Voice interactions are interrupt-driven. When new audio arrives, ongoing LLM inference or TTS synthesis should be canceled immediately. Early cancellation prevents wasted computation and avoids playing outdated responses, keeping the system responsive to user intent.

# Example: Cancellation handling
class ConversationSession:
    def __init__(self):
        self.current_llm_task = None
        self.current_tts_task = None

    async def handle_interrupt(self, websocket):
        # Cancel ongoing operations immediately
        if self.current_llm_task and not self.current_llm_task.done():
            self.current_llm_task.cancel()

        if self.current_tts_task and not self.current_tts_task.done():
            self.current_tts_task.cancel()

        # Notify client
        await websocket.send_json({
            'type': 'control.cancelled',
            'reason': 'user_interrupt'
        })

        # Clear audio playback buffer on client
        await websocket.send_json({
            'type': 'control.clear_audio'
        })

Minimal Payload Size

WebSocket messages should carry only what is necessary. Compact audio encoding, lightweight event metadata, and minimal JSON structures reduce serialization overhead and network latency. In streaming systems, even small payload savings matter when multiplied across hundreds of messages per interaction.
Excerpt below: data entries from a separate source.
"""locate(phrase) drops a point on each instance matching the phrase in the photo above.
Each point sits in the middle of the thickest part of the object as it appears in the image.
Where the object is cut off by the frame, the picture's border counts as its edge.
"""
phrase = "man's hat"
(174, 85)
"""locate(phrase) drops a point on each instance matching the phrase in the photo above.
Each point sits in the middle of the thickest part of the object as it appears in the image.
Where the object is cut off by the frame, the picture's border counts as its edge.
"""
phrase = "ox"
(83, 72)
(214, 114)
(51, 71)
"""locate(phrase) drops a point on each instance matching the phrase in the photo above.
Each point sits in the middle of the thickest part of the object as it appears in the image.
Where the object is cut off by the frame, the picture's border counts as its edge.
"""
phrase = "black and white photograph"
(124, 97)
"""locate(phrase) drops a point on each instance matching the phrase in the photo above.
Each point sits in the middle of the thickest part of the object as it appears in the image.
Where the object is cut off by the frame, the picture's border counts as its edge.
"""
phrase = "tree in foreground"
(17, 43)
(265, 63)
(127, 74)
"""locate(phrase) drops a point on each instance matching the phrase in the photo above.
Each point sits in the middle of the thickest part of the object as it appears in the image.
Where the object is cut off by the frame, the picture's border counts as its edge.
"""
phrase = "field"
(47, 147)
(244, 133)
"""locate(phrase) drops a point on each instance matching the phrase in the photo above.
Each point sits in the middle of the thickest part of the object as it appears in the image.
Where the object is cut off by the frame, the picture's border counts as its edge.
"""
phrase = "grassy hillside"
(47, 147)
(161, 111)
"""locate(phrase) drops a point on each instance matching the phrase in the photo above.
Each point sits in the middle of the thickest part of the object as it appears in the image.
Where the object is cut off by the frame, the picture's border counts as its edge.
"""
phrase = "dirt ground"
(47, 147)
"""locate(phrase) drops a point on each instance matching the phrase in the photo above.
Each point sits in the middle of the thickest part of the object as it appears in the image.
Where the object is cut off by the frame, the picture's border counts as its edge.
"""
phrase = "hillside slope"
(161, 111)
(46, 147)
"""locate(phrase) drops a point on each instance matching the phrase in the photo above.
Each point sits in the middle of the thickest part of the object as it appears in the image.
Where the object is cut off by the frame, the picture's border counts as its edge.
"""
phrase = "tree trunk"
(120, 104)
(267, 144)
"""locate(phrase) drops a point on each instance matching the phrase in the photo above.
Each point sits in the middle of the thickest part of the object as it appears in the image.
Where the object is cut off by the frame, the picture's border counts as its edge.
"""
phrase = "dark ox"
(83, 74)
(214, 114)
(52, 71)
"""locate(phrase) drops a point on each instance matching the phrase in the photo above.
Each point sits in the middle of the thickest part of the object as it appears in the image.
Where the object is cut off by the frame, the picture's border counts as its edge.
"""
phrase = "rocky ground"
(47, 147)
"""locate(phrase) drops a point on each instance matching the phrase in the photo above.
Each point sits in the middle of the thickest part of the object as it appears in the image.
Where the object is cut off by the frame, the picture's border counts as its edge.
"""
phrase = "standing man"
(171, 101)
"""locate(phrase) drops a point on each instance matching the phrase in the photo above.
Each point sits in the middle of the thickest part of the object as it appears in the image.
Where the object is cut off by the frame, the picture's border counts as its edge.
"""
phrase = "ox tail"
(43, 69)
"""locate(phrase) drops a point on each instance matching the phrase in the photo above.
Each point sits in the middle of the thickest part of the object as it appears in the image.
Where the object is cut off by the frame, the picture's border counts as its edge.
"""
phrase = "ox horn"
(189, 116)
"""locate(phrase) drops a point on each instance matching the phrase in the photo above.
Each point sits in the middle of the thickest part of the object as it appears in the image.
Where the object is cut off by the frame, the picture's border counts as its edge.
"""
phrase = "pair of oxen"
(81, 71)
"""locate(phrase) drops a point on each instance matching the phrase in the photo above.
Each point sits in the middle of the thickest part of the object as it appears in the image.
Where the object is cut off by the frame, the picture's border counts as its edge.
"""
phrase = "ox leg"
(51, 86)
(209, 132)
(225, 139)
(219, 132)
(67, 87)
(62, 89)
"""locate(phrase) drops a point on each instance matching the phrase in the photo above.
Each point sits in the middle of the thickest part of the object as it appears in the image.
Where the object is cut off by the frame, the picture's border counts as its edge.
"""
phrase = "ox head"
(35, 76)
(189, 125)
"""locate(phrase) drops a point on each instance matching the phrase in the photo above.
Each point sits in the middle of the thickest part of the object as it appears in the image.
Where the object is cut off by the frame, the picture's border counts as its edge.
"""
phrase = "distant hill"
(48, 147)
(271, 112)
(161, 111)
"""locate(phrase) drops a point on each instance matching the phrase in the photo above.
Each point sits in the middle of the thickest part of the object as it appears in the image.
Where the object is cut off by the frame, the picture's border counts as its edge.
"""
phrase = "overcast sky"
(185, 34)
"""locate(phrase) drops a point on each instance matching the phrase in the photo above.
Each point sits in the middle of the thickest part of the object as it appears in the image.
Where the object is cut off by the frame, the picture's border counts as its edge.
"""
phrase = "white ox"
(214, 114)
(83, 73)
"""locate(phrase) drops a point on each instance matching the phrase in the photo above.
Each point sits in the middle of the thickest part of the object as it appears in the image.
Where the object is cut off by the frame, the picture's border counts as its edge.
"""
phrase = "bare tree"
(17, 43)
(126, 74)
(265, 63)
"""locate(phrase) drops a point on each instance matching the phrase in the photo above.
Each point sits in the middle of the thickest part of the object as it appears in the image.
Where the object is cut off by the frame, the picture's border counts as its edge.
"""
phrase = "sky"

Taken together, these optimizations shift the system from a batch-oriented pipeline to a truly streaming architecture, where useful work happens continuously instead of waiting on artificial boundaries.

Final Thoughts

Building real-time voice AI systems is less about choosing the right models and more about designing the right architecture. Most latency and reliability issues emerge not from STT, LLMs, or TTS themselves, but from how they are connected and coordinated.
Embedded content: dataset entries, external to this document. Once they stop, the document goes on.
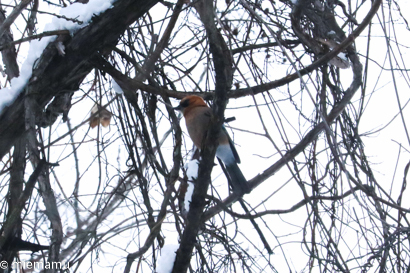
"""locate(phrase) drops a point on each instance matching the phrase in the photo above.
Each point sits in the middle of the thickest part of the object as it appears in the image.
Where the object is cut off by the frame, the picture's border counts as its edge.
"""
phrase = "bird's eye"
(184, 103)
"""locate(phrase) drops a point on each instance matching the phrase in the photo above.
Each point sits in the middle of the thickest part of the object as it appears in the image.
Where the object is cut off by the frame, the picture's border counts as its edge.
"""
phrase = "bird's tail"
(239, 183)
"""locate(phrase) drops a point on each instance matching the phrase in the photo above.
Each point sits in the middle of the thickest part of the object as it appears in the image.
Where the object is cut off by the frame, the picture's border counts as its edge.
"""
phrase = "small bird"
(197, 117)
(99, 115)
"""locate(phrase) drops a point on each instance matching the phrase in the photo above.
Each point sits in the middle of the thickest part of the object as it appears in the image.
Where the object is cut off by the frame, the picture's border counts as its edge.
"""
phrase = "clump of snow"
(342, 56)
(78, 11)
(166, 260)
(116, 87)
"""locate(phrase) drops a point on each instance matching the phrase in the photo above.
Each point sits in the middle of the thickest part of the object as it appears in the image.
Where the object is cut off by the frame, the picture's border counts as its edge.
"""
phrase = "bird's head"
(190, 102)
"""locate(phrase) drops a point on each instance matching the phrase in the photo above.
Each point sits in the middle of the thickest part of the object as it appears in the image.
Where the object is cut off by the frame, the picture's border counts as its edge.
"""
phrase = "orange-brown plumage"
(197, 116)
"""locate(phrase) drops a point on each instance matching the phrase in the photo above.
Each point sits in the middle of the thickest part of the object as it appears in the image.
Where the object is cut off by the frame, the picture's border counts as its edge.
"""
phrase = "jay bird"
(197, 117)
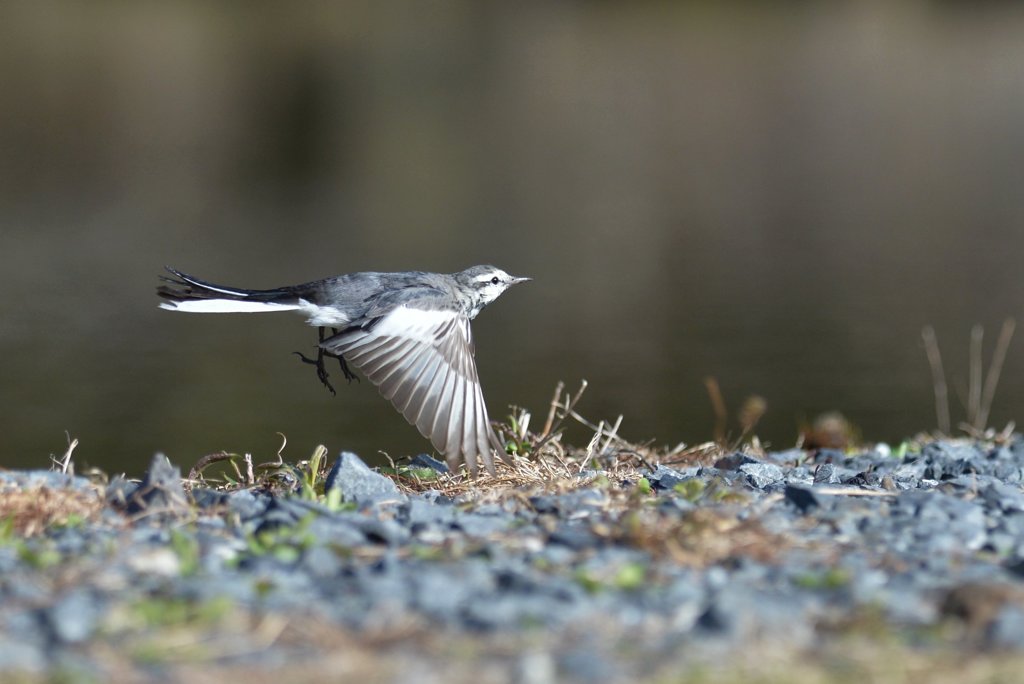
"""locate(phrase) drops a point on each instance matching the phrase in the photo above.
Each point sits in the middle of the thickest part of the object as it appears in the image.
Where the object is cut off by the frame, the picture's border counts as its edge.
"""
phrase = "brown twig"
(718, 405)
(939, 387)
(994, 371)
(974, 377)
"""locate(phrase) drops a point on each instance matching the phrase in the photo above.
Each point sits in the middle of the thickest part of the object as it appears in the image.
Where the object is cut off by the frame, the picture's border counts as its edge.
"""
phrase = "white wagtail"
(409, 333)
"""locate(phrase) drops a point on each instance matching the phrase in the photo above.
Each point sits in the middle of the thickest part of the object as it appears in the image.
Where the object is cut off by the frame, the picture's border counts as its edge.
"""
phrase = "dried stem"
(718, 405)
(974, 378)
(994, 371)
(939, 387)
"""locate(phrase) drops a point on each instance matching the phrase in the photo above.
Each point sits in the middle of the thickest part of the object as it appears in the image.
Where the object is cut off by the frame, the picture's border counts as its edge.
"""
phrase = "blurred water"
(779, 198)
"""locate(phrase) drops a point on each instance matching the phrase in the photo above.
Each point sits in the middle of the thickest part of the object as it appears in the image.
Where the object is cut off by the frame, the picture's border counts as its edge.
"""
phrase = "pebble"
(766, 547)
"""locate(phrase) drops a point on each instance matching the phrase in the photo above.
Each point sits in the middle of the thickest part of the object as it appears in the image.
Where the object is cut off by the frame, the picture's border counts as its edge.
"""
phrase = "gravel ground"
(688, 569)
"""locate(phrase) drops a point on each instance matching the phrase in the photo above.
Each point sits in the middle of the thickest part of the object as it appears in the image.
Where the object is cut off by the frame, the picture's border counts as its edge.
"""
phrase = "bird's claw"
(322, 373)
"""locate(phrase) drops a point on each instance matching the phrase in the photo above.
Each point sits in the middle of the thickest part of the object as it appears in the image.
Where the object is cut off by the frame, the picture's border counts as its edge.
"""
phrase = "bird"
(409, 333)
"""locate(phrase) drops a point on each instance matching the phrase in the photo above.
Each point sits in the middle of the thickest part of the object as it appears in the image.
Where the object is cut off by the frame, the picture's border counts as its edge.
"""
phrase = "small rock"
(803, 499)
(761, 475)
(73, 617)
(358, 482)
(160, 490)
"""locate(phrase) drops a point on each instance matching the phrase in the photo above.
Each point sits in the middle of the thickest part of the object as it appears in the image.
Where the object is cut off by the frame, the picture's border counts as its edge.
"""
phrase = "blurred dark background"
(777, 195)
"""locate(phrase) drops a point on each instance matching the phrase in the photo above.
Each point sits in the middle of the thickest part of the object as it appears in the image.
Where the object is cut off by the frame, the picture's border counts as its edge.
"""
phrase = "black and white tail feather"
(409, 333)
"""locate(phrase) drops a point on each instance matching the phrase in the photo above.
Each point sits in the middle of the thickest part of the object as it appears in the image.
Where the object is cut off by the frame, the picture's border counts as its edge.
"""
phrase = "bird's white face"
(488, 285)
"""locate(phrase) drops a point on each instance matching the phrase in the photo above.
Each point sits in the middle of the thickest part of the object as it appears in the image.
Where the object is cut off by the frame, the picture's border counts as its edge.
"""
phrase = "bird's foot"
(322, 374)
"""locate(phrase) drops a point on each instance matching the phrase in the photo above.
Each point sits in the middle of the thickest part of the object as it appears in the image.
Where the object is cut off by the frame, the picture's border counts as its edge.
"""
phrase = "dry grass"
(33, 510)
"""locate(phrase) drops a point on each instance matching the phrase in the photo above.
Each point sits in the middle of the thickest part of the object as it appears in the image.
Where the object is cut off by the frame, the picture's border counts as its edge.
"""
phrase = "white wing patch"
(422, 361)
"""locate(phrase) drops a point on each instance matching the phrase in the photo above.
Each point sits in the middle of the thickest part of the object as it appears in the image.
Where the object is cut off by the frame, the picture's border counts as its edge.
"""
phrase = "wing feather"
(422, 361)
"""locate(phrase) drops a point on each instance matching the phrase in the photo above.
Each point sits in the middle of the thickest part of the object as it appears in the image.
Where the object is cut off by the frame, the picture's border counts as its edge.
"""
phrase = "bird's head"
(484, 285)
By shifting from a request–response mindset to a streaming-first design, and by using WebSockets as the backbone for bidirectional communication, voice interactions can feel immediate and natural rather than delayed and mechanical.

The key takeaway is simple: real-time voice AI is a systems problem. Small architectural decisions—buffer sizes, streaming boundaries, cancellation semantics, and protocol design—compound into massive differences in user experience.

Get the architecture right, and the models can shine. Get it wrong, and no amount of model quality will hide the latency.